Certainly a movie worth a viewing. We heartily recommend it. And here's a trailer to introduce you to the film:
Next week, we start a new festival of Hollywood movies.
This week, we watched Nothing Sacred, a screwball comedy
which stars Carole Lombard as Hazel Flagg, a young woman from Warsaw, a
tiny New England town, who is diagnosed with radium poisoning. When
reporter Wally Cook (Frederic March) is looking for a story to get him
back on top, he hits on Hazel's misfortune as a means to re-ingratiating
himself with his boss. Only problem is, Hazel has since found out that
her doctor (Charles Winninger) was mistaken. She's fine. Hazel however,
wants her free trip to New York City (the gift promised by Wally), and
to get out of Warsaw, so she conceals her health, and goes to town as
the Martyr Who is About to Die. (My favorite line: "It's kind of
startling to be brought to life twice - and each time in Warsaw!")
In
some senses, it feels as though the writers wrote themselves into a
corner, and couldn't get out. They need a way to end it, so they do,
but whether it exactly works, is a matter of opinion. However, this is
screwball comedy, so on some levels it doesn't really matter. Ms.
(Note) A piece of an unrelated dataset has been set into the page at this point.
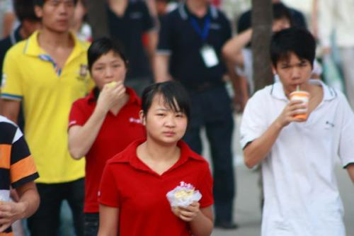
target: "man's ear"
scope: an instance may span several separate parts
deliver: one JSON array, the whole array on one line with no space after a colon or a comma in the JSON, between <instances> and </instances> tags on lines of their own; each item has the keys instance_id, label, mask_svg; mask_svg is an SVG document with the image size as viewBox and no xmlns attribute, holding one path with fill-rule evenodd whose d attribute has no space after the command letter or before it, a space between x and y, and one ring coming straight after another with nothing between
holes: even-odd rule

Lombard is adorable as Hazel; loving the attention she is getting, but
horrified because people seem to so genuinely care that she is dying.
And, of course, falling in love with Wally who ALSO thinks she is about
to die. Here's a trailer:
There is also a great deal of wonderful character support
here. We were particularly tickled by a brief, uncredited appearance by
Hattie McDaniel, as the wife of a man pretending to be a Middle Eastern
potentate. One word from her, and we were laughing. You can't miss
that voice. Even without the closeup that we never got, we knew it was
her! Another delightful surprise was Margaret Hamilton as a local
neighbor of Hazel. She doesn't have a huge part, doesn't even have a
lot of dialog, but again, she is hysterically funny. We loved it.
Interesting to note is that both actresses were 2 years from their
breakthrough 1939 performances in Gone with the Wind and The Wizard of Oz.